Script: When Your Child Asks, "Why Are You Being So Nice?"
Context: You’ve been working on being more encouraging, and your child—used to your "correction" mode—is suspicious.
Child: "Why are you being so nice today? Did I do something wrong?"
You (30 seconds): "That’s a great question, and I’m sorry if it feels weird! Honestly, I’ve just been thinking about how hard you work and how much I enjoy being your parent. Sometimes I get so busy trying to make sure everything gets done—the chores, the homework, the schedule—that I forget to just stop and notice how cool you are. I don’t want to be a 'correction machine' all the time. I’m trying to practice seeing the good stuff, not just the stuff that needs to be fixed. You’re doing a great job, and I just wanted to say it out loud."
Habit: The "One-Thing" Morning Blessing
Each morning this week, before you dive into the "to-do" list or the morning rush, find one specific thing your child did or said the day before that you genuinely appreciated or found impressive. When you see them, say: "I was thinking about how you [did X] yesterday, and it really made me happy." Keep it to one sentence.
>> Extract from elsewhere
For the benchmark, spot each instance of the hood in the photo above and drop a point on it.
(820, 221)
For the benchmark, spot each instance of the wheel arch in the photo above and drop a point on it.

This micro-habit forces you to reflect on their goodness during your own quiet time, ensuring that the first thing you communicate to them is a blessing, not a directive.
Takeaway
Parenting is a practice of shifting our vision. When we move from being "sorcerers" trying to control every outcome to "prophets" who witness the inherent beauty of our children, we change the atmosphere of our homes. You don’t need to be perfect; you just need to be present enough to notice the "fair tents" in the midst of the desert. Celebrate the micro-wins, breathe through the chaos, and know that your effort to see them clearly is the greatest blessing you can give.